The real problem is that the beer geek world is constantly searching to cram multiple attribute assessments into a single binary: Either it IS "craft beer," and therefore worth drinking, or it IS NOT.
So the problem is with both the principle and the native semantics of the chosen name. There is disagreement among "good beer" drinkers over what metrics define the binary, as well as whether or not the idea of defining beer binarily makes sense, not to mention individual differences in taste that causes divides over whether a particular beer IS or IS NOT.
Then you have the semantic problem - "Craft" actually means something, and when you try to tag a noun with it, you more or less expect that it will continue to mean pretty much the same thing it did before. And so the arguments about production methods and barrels-per-year and multi-million-dollar ad campaigns begin. None of which are particularly relevant to the beer itself.
I would propose that instead of trying to conflate all of our myriad passions about beer into one slippery metric, we should instead think of a better, more complex model to define our world. A well-crafted model for more sophisticated mental palates, if you will.
If I were to take a stab at it, it would look something like this: There are brewing companies, brewers, and beer.

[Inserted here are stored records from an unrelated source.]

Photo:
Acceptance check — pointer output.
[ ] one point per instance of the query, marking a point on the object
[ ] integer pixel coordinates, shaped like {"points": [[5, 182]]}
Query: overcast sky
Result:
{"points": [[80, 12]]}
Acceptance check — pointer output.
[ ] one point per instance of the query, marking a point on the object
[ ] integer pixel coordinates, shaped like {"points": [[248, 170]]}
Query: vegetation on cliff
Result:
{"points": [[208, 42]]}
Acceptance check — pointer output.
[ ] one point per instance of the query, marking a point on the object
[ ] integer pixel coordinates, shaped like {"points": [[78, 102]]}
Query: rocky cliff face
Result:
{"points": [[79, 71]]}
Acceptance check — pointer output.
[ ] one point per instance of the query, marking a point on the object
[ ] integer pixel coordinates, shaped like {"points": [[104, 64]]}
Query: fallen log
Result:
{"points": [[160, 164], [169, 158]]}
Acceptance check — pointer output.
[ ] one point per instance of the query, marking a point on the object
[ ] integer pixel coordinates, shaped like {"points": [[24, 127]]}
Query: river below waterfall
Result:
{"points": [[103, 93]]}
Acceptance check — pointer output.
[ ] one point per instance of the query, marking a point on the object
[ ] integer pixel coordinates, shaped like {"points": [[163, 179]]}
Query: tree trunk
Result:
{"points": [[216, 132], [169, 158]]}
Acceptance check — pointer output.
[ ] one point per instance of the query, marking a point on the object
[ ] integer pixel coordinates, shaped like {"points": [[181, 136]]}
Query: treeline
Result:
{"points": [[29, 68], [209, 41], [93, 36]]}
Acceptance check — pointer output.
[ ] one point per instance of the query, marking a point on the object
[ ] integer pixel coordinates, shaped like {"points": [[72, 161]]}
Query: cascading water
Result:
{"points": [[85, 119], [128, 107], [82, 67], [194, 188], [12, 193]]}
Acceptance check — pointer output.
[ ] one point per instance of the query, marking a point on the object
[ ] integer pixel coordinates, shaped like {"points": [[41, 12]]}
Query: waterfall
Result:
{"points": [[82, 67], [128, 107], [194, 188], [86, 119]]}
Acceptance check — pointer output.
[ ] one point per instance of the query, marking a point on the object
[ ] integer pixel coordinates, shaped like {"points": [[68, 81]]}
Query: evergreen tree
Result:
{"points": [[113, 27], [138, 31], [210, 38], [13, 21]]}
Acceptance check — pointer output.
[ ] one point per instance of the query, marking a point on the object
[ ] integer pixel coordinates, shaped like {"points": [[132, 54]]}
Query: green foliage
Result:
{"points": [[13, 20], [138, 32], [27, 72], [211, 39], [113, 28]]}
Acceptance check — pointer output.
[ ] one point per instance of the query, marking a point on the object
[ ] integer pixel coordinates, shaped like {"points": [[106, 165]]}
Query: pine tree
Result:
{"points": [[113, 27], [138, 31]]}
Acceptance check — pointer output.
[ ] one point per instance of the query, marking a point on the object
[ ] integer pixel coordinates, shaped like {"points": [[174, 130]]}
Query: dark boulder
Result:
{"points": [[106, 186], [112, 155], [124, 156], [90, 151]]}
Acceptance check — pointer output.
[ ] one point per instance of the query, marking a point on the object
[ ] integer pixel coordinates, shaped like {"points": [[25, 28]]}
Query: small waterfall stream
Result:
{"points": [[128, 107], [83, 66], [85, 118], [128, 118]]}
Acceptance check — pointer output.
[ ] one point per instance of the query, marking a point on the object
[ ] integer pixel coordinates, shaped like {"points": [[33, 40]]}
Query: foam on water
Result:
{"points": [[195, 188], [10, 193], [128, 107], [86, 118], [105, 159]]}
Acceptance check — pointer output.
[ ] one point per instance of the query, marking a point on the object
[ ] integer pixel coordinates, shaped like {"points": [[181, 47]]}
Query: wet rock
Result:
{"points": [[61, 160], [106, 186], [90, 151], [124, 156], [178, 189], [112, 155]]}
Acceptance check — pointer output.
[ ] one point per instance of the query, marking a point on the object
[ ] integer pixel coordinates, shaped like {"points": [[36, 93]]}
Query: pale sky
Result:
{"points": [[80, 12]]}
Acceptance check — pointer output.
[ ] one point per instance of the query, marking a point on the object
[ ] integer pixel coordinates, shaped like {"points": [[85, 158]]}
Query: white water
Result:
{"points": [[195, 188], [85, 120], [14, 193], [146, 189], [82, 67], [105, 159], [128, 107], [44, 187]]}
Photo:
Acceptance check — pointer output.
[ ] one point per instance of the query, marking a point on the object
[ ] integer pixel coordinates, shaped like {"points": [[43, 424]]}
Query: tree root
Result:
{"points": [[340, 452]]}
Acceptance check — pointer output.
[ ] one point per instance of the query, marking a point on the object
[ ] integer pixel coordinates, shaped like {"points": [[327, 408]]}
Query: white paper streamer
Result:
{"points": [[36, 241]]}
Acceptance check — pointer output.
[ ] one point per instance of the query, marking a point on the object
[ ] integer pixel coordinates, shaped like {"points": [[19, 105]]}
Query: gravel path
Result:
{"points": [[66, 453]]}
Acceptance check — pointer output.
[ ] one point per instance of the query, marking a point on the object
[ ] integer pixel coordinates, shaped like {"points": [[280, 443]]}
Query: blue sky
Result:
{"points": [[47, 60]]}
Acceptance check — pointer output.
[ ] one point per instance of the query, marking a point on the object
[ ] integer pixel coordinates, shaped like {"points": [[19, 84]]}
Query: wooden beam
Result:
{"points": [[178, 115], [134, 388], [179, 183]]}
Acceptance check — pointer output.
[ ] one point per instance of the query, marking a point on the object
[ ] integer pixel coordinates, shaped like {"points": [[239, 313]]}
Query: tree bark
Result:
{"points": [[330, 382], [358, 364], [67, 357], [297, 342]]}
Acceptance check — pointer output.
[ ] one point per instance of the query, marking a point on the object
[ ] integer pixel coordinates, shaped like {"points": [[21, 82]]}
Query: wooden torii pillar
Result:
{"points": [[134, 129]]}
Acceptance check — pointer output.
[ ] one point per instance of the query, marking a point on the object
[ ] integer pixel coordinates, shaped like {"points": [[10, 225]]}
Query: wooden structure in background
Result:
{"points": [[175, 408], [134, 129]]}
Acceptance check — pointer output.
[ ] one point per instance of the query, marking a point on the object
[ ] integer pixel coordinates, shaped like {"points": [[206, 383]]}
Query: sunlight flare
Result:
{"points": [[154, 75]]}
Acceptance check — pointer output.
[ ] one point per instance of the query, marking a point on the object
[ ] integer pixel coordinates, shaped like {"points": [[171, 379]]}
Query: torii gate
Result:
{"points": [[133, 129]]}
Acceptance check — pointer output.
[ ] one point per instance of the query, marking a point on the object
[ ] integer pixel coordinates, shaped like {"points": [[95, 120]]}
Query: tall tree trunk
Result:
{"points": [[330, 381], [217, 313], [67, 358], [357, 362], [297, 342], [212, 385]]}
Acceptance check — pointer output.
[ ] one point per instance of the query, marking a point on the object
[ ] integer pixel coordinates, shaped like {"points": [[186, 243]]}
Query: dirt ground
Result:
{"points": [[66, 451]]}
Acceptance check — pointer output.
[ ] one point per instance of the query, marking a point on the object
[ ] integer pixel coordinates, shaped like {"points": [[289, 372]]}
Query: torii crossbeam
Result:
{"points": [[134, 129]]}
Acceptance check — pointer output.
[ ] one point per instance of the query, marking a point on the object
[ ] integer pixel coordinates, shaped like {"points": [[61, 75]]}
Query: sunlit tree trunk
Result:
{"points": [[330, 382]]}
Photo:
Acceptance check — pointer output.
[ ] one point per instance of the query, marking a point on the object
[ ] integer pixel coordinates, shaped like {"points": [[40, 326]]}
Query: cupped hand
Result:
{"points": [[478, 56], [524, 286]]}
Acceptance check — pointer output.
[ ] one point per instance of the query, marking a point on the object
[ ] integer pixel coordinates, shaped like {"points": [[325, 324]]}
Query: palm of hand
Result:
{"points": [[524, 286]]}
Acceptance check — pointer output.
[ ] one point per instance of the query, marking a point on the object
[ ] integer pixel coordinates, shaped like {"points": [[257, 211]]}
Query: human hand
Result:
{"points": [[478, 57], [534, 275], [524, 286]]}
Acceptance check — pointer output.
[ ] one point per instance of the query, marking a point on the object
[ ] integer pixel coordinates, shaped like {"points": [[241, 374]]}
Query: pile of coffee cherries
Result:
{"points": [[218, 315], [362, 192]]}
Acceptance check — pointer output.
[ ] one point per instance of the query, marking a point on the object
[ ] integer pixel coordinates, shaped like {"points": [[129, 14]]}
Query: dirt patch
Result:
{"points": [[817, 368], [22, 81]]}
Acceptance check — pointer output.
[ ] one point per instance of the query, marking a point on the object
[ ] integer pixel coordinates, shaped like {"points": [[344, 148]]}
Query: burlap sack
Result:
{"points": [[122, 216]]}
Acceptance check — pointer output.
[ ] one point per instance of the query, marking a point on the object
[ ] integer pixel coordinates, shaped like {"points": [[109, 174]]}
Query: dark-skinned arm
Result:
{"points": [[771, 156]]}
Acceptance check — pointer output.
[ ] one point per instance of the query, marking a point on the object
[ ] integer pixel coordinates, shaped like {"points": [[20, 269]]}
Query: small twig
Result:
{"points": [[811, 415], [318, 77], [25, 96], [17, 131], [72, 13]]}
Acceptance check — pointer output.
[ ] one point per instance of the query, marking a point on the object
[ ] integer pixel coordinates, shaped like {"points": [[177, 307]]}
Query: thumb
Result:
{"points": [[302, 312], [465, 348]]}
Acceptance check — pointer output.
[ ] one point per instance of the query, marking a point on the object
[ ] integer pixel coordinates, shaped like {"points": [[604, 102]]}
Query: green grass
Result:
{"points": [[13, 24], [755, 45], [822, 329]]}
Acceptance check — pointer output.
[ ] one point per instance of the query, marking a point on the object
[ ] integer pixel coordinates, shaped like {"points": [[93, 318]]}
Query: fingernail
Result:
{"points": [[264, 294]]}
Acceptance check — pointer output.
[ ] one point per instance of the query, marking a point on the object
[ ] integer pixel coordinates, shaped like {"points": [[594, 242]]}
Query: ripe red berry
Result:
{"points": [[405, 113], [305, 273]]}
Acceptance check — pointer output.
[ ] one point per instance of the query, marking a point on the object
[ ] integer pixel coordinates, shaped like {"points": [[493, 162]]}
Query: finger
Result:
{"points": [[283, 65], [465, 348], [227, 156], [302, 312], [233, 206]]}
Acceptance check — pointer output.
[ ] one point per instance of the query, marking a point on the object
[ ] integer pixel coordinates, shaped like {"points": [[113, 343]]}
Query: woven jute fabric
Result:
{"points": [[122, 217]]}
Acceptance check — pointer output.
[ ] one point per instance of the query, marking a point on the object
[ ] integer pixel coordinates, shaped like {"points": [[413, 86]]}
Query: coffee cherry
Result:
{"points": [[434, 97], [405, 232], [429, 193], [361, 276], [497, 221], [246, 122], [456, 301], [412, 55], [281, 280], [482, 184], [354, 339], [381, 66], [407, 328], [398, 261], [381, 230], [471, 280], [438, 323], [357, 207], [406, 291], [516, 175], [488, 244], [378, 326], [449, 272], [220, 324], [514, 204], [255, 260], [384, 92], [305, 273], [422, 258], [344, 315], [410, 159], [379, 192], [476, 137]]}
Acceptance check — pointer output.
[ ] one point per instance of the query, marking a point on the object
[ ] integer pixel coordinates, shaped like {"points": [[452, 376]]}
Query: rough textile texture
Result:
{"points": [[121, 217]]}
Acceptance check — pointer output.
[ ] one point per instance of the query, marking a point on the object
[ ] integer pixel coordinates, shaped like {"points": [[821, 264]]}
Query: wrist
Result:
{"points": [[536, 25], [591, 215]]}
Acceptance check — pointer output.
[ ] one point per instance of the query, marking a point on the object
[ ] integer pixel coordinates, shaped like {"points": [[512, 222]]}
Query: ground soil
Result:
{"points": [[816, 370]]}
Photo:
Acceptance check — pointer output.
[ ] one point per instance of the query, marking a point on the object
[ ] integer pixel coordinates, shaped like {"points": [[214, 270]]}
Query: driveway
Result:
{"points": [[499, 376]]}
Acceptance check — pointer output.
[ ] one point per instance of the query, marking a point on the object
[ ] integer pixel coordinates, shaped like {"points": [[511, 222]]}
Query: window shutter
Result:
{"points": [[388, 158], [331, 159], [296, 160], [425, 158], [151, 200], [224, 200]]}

Starting with the premise that the beer comes first in all of this, let's say that within beer, there is a subset called "Commodity Lager," and another called "Good Beer." In a Venn diagram, there would be some overlap between the two, and "Good Beer" would NOT encompass everything that is NOT "Commodity Lager." In other words, there can be Commodity Lagers that can be considered good by virtue of being, well, the best of the worst (Heineken draft?) - and there can be beers that are not CL but also just not good.
So let's say we have a Beer. We have decided it is a Good Beer, and not a Commodity Lager. The temptation now is to slip back into old patterns of thinking and call this a Craft Beer. I say don't. Call it what it is. Call it Good Beer. Save "Craft" for the brewer, who is either the sort who constantly innovates for the purpose of crafting new beers, or the sort who is mainly focused on consistently producing the same beers over and over, flawlessly.
Brewing companies, often inextricable from brewers in our minds but very different entities, can come in all sizes. Large, Medium, and Small should be adequate descriptions. Throw in some descriptors for things like community involvement and corporate philosophy and we should start to see a workable language emerge. A bit of codification and we should be able to come up with some reasonably agreeable terms for the most common combinations.
Good god I've just run on at the mouth. Oh well, feel free to ignore me.